In fact, Tesla has reduced its vehicle prices several times to boost consumer demand, resulting in the erosion of its bottom line. While Tesla’s vehicle deliveries rose by 38% to 1.81 million in 2023, analysts expect its sales to grow by just 9% year over year to US$88.8 billion. Wall Street also expects adjusted earnings to narrow from US$4.07 per share in 2022 to US$2.87 per share in 2023.
In addition to a sluggish macro environment, Tesla is wrestling with competition from new and legacy automobile manufacturers, including Byd, Ford, Nio, and General Motors.
While Tesla’s revenue growth is decelerating, here are two Canadian EV stocks that are growing at a faster pace.
NFI Group stock
Valued at a market cap of $1.64 billion, NFI Group (TSX:NFI) manufactures and sells buses in North America, the U.K., Europe and Asia Pacific. In the third quarter (Q3) of 2023, NFI experienced new order growth and improvements in vehicle deliveries and profit margins.

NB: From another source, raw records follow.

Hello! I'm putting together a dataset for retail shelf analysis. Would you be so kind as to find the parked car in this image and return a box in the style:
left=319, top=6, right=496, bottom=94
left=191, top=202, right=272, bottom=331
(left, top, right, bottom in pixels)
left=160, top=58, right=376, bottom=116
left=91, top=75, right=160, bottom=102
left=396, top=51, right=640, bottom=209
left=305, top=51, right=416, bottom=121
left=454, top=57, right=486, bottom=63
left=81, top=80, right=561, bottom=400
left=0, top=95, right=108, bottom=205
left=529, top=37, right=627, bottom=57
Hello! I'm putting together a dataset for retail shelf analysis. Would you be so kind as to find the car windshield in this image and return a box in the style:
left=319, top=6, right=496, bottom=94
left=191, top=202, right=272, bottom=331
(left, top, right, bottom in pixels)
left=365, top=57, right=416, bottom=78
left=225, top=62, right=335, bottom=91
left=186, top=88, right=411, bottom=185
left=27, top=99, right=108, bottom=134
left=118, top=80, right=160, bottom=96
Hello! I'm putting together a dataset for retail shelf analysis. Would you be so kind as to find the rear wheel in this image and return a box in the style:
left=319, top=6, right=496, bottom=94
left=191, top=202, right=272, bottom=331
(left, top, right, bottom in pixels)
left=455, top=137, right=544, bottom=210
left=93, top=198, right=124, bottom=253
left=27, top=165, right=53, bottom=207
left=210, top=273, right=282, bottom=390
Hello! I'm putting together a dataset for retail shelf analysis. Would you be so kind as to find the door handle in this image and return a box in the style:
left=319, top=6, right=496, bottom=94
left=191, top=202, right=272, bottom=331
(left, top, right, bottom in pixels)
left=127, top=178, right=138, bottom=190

Its aftermarket business delivered the third consecutive quarter of record-adjusted EBITDA (earnings before interest, tax, depreciation, and amortization) in the September quarter.
NFI emphasized customer demand remains robust as it ended Q3 with an order backlog of $6.6 billion. Around 36% of the backlog, or $2.4 billion, is tied to zero-emission buses and coaches.

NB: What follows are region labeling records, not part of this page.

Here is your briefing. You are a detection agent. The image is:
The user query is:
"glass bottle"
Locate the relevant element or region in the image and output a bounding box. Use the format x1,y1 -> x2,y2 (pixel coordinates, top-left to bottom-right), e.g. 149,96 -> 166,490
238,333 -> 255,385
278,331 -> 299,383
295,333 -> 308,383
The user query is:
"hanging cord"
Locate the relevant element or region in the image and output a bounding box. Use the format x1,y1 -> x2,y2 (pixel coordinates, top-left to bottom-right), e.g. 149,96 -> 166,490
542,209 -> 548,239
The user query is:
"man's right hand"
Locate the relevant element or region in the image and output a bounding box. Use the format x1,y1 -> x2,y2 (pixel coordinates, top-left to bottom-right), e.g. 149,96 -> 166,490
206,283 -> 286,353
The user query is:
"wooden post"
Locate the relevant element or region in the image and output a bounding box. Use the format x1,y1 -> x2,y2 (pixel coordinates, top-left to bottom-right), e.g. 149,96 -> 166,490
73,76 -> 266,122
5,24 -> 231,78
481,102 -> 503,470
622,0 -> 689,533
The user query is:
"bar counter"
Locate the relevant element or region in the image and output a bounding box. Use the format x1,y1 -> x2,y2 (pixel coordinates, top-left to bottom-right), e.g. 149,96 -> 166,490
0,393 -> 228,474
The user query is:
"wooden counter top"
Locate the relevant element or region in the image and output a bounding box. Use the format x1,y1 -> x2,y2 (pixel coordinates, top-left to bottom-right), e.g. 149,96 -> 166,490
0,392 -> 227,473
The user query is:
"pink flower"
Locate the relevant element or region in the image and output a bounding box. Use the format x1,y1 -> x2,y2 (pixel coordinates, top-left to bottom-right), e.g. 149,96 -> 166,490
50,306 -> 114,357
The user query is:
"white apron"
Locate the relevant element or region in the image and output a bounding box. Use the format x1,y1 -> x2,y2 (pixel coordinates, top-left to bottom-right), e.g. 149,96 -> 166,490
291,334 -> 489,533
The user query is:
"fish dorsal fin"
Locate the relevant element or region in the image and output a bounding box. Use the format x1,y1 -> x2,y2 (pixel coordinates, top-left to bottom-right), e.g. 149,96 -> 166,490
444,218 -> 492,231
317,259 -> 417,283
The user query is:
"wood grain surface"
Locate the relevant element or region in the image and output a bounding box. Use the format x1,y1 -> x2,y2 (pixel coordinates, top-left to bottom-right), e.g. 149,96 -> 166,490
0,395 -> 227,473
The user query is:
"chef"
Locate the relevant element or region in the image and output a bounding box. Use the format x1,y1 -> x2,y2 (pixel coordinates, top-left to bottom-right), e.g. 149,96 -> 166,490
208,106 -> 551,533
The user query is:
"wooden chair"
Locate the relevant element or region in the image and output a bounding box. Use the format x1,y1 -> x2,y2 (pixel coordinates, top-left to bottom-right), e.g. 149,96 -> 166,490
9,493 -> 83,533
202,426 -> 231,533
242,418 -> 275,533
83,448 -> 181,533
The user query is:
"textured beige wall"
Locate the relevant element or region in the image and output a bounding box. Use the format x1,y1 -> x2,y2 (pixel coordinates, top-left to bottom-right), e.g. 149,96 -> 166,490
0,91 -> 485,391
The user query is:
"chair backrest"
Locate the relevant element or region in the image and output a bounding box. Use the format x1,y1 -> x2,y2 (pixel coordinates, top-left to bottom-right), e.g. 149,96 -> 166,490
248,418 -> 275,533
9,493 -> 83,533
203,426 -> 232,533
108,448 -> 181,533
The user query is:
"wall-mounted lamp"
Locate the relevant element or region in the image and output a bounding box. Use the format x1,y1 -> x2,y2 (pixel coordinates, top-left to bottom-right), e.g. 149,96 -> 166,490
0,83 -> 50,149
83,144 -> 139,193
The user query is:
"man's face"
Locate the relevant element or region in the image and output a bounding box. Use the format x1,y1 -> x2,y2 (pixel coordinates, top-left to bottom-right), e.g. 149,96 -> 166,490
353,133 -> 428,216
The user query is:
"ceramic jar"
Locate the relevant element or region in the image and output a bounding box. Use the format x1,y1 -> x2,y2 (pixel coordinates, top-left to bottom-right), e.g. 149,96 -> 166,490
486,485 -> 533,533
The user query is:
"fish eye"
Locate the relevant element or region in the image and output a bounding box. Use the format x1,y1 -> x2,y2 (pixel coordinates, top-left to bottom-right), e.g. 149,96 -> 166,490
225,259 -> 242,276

As NFI continues to ramp up its production, it should benefit from economies of scale and higher profit margins. For instance, analysts expect NFI to increase sales from $2.8 billion in 2022 to $4.6 billion in 2024. Its profit margins are forecast to improve from a loss per share of $2.85 to earnings per share of $0.35 in this period.
NFI recently completed its refinancing plan, generating gross proceeds of $444 million, and extended the maturity of senior credit facilities to April 2026. It ended Q3 with $170 million in total liquidity, up from $88 million in the previous quarter.
Lion Electric stock
Another battery-powered bus manufacturer is Lion Electric (TSX:LEV), which is valued at $563 million by market cap. In Q3 of 2023, Lion Electric almost doubled sales to US$80.3 million, up from US$41 million in the year-ago period.

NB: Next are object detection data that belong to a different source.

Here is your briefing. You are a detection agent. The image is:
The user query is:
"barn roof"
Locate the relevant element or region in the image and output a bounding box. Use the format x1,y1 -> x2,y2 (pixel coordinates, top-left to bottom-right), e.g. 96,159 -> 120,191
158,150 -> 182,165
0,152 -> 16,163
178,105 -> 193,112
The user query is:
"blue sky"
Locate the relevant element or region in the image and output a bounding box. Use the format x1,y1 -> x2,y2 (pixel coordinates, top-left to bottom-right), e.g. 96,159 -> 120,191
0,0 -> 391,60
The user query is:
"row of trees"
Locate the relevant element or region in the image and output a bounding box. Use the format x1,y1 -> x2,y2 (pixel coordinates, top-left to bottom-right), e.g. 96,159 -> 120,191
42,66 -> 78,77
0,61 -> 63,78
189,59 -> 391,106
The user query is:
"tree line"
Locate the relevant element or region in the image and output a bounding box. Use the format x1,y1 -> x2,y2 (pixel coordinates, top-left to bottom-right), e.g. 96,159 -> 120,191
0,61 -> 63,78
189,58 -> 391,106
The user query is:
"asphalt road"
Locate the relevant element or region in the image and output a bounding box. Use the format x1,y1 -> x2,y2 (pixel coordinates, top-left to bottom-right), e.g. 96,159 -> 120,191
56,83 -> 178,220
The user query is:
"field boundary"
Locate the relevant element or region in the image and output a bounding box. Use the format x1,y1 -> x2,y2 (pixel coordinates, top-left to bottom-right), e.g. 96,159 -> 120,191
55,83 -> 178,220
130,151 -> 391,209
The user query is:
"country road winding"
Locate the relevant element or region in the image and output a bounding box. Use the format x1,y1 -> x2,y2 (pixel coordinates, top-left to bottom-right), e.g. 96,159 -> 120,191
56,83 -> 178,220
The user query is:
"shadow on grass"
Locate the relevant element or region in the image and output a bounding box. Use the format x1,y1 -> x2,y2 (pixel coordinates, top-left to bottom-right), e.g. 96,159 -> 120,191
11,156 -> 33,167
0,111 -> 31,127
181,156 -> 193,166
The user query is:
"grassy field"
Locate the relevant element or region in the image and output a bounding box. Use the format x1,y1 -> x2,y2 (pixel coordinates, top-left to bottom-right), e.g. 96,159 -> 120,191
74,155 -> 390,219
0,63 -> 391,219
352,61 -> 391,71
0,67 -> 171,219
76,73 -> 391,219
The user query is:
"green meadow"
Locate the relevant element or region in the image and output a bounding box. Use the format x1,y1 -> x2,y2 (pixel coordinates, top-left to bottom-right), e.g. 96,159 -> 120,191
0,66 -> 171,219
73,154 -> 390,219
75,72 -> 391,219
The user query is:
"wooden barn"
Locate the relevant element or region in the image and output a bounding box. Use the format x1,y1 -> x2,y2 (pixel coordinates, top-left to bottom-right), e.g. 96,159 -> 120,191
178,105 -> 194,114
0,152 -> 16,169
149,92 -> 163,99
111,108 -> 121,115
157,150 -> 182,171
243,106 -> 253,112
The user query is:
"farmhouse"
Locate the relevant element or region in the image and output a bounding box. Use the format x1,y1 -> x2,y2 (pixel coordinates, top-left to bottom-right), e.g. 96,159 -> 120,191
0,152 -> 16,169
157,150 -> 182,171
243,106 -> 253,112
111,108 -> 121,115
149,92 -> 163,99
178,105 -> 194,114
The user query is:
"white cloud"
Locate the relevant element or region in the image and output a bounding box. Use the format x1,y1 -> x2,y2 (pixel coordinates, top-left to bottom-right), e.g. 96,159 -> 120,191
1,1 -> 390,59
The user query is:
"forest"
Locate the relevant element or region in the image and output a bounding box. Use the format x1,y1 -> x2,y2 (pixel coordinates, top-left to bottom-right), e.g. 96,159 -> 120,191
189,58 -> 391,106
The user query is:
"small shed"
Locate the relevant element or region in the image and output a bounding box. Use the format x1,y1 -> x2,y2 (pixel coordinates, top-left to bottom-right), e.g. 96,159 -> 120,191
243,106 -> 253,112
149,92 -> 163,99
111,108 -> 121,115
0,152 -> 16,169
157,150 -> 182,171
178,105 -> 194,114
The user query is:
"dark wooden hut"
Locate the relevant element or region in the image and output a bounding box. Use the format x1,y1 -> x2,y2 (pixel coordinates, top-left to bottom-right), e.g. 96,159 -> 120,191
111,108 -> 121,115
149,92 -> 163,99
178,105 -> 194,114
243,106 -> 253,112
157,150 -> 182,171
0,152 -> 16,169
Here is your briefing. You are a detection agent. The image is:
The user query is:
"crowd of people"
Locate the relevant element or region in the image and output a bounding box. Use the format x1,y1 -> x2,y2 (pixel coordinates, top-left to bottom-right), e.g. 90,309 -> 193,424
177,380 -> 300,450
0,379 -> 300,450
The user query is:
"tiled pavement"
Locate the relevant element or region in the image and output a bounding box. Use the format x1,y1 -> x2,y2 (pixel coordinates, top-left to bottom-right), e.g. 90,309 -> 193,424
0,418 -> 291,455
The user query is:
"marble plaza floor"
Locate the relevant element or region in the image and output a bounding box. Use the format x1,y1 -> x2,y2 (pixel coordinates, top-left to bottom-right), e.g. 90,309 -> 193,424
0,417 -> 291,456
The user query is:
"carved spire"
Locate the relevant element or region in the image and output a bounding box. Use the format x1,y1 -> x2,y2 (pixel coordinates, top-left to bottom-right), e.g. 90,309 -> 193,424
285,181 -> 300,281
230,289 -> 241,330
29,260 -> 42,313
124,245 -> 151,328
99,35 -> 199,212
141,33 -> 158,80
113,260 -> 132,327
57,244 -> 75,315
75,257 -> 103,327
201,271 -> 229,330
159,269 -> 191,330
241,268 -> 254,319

The rapid expansion of sales enabled Lion Electric to report a gross profit of US$5.4 million in Q3 compared to a gross loss of US$3.8 million last year. Lion Electric delivered 245 vehicles in Q3, up from 156 delivered in the year-ago period. It also narrowed the EBITDA loss from US$15.1 million to US$3.9 million in the last 12 months.
Lion Electric ended Q3 with an order book of 2,232 battery-powered medium and heavy-duty urban vehicles, representing a total order value of US$525 million. Further, its order book includes 129 charging stations, representing a combined total order value of US$4 million.
Analysts expect Lion Electric to increase sales from $190 million in 2022 to $663 million in 2024. Bay Street remains bullish and expects the TSX stock to surge 60% in the next 12 months.